Shopping mall just outside Mount Airy, North Carolina

Mayberry Mall is a shopping mall located just outside Mount Airy, North Carolina on the east side of U.S. Highway 52. It was named after the fictitious town of Mayberry in which The Andy Griffith Show was based. There are three anchor stores, Belk, Hobby Lobby and Shoe Show. (Doing business as one of Shoe Shows brand names, Shoe Dept.)

Opened in 1968, it is the only shopping center between Winston-Salem, North Carolina and Roanoke, Virginia. One of the original anchor stores was W.T. Grant's Grant City, which closed in 1975 and became Kmart.
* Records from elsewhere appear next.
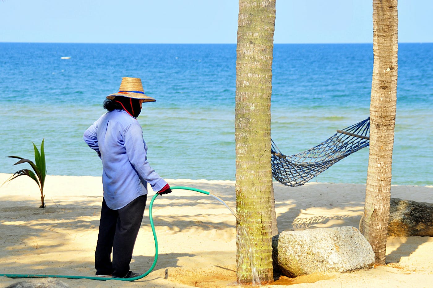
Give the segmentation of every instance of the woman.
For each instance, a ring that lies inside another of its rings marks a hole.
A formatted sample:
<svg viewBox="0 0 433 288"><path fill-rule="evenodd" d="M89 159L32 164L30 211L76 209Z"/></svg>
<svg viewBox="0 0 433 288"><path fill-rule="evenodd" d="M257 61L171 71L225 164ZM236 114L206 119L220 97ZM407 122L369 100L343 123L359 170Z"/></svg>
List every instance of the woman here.
<svg viewBox="0 0 433 288"><path fill-rule="evenodd" d="M95 268L98 276L129 278L140 275L129 270L129 263L143 219L147 183L160 194L171 190L147 161L147 146L136 119L143 102L156 100L144 94L140 78L128 77L122 78L119 92L107 98L103 107L108 112L84 136L102 160L103 199Z"/></svg>

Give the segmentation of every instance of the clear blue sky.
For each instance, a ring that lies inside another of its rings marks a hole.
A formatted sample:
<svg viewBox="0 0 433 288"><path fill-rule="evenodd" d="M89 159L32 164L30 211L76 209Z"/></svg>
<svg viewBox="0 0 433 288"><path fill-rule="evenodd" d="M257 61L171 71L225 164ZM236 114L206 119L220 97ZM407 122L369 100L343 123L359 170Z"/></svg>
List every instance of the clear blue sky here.
<svg viewBox="0 0 433 288"><path fill-rule="evenodd" d="M0 42L236 43L237 0L0 0ZM371 43L371 0L277 0L276 43ZM400 42L433 42L433 0L400 0Z"/></svg>

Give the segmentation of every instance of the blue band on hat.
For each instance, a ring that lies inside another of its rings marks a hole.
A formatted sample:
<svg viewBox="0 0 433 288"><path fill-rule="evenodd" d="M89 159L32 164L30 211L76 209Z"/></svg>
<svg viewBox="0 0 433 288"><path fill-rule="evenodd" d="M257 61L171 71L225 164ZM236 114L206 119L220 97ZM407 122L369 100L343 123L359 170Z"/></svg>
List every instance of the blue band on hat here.
<svg viewBox="0 0 433 288"><path fill-rule="evenodd" d="M141 91L120 91L119 92L133 92L134 93L139 93L140 94L144 94L144 92Z"/></svg>

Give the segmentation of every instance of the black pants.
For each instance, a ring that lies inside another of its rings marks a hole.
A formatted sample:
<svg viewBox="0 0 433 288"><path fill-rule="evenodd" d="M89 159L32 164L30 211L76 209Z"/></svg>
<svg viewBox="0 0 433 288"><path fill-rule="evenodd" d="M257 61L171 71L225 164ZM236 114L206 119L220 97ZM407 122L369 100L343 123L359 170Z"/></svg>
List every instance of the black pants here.
<svg viewBox="0 0 433 288"><path fill-rule="evenodd" d="M97 274L112 274L122 278L129 272L132 250L143 220L147 199L147 195L139 196L116 210L109 208L105 199L102 200L95 252Z"/></svg>

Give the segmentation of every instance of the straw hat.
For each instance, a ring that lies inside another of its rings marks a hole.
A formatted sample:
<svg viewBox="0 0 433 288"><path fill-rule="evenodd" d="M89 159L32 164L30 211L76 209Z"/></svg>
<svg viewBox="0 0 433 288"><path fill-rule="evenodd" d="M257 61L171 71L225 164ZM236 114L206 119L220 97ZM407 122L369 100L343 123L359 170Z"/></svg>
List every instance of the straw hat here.
<svg viewBox="0 0 433 288"><path fill-rule="evenodd" d="M122 83L120 83L120 88L119 88L119 92L110 94L107 96L107 99L113 100L116 96L142 99L145 102L153 102L156 101L152 97L144 94L143 85L141 83L141 79L139 78L123 77Z"/></svg>

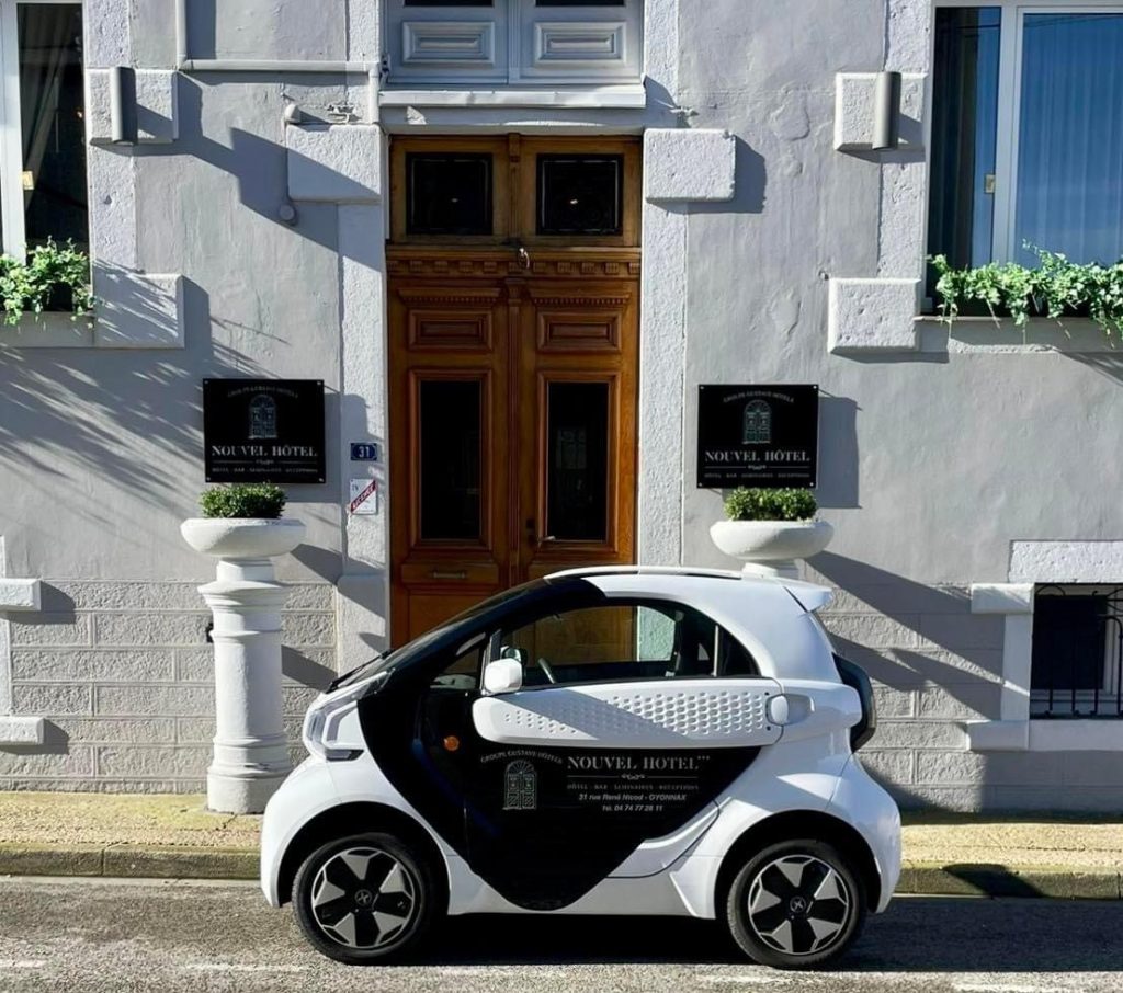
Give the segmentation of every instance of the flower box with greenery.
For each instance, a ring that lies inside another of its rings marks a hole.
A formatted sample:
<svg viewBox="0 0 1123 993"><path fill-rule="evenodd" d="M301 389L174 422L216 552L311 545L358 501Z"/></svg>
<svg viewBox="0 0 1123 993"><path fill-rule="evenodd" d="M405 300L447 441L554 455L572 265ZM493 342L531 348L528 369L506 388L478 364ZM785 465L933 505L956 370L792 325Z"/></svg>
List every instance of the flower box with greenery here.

Kmart closed in 2016. Winn Dixie was also an anchor until it relocated in 1978. Belk was added in 1970, and J. C. Penney moved into the mall in 1987.

On June 8, 2018, JCPenney announced that its store would be closing on July 9, 2018, which left Belk as the only anchor left.

On February 8, 2019, South Carolina based developer WRS Inc. purchased Mayberry Mall from Kohan Retail Investment Group with plans to redevelop the mall. The redevelopment was completed in 2021.

On January 4, 2021, Hobby Lobby opened at Mayberry Mall.